MFC is a c++ thin object wrapper over win32api functions, therefore platform-specific too. No counterpart in java. Borland used to offer a MFC competitor (viz OWL), but it also relies on win32api. So win32api is a choke-point, but MFC isn’t.
Similarly, winforms is also a wrapper over win32api (not over MFC). Unlike MFC, winforms was created for the dotnet virtual machine.
Someone on Stackoverflow said — Most application frameworks for Windows (at least partially) wrap the win32api. Thus, the .NET and JVM, likewise any other programming languages under Windows, are (or contain) wrapper libraries over win32api.
Winforms and WPF built on top of a virtual machine — the dotnet framework, and are (partially?) shielded from platform-specific complexities. I think these are like the swing library.
However, winforms is a dotnet wrapper over win32api, therefore faster than WPF.
———– gcc ————–
GCC also goes through the choke point viz win32api. Mingw includes
* w32api (not spelt “win..”): This is a bunch of files, a free (compatible) implementation of the MS win32api, equivalent to the Windows SDK, which provides the system-level (OS level?) interface needed by mingw-runtime.

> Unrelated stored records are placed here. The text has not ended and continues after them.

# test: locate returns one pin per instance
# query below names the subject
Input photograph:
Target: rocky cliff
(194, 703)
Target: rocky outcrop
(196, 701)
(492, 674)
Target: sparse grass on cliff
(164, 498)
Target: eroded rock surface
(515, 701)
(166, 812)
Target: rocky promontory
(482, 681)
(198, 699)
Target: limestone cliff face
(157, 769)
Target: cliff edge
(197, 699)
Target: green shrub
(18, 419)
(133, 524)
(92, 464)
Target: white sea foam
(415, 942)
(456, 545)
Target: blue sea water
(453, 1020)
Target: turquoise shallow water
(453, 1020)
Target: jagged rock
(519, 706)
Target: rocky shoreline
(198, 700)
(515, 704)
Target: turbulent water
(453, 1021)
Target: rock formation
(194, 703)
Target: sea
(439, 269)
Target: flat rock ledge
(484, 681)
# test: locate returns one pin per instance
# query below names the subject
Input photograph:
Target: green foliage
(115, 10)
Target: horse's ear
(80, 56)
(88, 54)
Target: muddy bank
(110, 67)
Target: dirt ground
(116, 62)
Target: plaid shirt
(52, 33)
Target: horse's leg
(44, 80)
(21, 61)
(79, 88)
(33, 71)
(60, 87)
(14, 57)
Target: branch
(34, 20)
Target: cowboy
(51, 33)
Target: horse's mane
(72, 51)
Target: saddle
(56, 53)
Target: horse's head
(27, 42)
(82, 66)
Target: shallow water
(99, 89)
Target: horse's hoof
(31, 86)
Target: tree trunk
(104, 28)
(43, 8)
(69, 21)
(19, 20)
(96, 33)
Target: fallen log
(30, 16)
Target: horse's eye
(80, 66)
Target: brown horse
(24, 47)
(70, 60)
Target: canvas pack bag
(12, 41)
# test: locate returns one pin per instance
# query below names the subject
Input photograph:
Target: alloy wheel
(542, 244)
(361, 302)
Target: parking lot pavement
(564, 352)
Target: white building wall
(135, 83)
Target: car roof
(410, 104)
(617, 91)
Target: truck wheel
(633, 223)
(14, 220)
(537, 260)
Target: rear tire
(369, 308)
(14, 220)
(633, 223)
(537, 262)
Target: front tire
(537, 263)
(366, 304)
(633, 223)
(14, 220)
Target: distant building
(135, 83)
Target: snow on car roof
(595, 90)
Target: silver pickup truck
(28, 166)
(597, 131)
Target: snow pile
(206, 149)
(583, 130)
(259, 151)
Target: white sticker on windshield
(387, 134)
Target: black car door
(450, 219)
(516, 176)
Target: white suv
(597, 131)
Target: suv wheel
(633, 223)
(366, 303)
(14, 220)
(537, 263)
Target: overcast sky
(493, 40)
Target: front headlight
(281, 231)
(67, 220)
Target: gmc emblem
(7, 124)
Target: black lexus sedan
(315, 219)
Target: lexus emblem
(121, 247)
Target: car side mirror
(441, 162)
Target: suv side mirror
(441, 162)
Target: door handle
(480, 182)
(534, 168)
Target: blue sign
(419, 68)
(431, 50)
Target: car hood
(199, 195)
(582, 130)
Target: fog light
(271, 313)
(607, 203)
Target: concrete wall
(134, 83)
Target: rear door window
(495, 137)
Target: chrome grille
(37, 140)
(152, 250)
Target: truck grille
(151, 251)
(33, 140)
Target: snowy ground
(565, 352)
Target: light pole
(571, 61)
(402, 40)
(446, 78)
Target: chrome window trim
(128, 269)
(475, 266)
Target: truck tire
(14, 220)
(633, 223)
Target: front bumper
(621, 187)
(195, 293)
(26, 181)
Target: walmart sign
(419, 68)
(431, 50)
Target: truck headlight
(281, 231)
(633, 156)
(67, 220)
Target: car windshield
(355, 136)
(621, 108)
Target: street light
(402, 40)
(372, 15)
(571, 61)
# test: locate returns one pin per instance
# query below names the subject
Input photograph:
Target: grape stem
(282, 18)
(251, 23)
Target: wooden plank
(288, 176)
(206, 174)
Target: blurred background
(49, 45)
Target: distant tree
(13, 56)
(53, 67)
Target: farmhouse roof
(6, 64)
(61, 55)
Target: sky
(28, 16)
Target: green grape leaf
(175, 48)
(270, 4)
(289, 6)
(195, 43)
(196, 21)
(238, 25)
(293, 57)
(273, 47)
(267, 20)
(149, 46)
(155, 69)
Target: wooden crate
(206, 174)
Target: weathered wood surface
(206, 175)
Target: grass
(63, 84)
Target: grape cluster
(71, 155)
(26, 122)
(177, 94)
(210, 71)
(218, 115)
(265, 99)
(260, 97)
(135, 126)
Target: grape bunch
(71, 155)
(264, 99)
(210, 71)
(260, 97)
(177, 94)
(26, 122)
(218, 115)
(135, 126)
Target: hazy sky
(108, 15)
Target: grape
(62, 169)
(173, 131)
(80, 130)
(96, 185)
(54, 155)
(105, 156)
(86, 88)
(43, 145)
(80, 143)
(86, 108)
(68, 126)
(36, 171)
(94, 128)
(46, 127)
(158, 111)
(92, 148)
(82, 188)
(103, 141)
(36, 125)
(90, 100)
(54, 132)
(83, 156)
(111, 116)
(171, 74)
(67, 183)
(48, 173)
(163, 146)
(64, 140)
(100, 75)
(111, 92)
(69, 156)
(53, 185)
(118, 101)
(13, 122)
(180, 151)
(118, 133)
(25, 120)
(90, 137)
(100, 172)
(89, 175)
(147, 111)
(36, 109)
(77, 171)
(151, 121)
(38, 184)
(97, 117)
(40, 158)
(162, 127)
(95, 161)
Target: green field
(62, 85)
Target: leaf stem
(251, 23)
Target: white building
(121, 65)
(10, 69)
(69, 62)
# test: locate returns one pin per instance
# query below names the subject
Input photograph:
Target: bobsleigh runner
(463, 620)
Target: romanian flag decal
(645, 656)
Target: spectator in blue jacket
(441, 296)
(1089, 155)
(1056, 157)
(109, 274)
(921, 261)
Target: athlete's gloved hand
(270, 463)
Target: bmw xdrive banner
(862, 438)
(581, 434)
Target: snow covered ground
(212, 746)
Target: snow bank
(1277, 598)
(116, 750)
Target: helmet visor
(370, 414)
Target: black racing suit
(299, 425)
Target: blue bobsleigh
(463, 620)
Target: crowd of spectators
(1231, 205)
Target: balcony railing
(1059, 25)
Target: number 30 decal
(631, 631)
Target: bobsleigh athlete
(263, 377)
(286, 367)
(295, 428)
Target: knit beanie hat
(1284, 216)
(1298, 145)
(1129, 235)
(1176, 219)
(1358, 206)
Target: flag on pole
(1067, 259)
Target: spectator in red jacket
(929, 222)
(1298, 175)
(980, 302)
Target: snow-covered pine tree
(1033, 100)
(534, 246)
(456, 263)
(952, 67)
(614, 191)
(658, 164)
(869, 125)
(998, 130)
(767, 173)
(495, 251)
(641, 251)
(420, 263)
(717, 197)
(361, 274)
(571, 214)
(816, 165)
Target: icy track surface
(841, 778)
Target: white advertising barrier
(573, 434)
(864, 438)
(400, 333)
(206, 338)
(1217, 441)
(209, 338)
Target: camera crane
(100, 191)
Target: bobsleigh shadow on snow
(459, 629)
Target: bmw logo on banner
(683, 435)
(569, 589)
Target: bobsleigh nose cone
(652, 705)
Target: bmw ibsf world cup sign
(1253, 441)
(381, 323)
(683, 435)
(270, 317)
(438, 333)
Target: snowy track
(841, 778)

It is possible, with some modifications, to use Microsoft’s Platform-SDK instead.
* mingw-runtime (version 3.12 or higher): This is a bunch of files, the equivalent of libc on Unix which provides an interface to Microsoft’s C runtime that is shipped with Windows.
——— how many ways to write an equivalent GUI app ——-
* write a C app against win32api direclty
* write a c++ app against MFC (wrapper over win32api) — no virtual machine at all
* write a c#/c++ winforms app, running in the virtual machine
* write a c# WPF app, running in the virtual machine
* write a mingw C/C++ app, against w32api — no virtual machine at all
* write a swing app, running in the JVM
However, if you want a windows app without a GUI, then you need a console app. You can use C++ without any of these complexities. Just use STL/boost. Windows programming != GUI programming.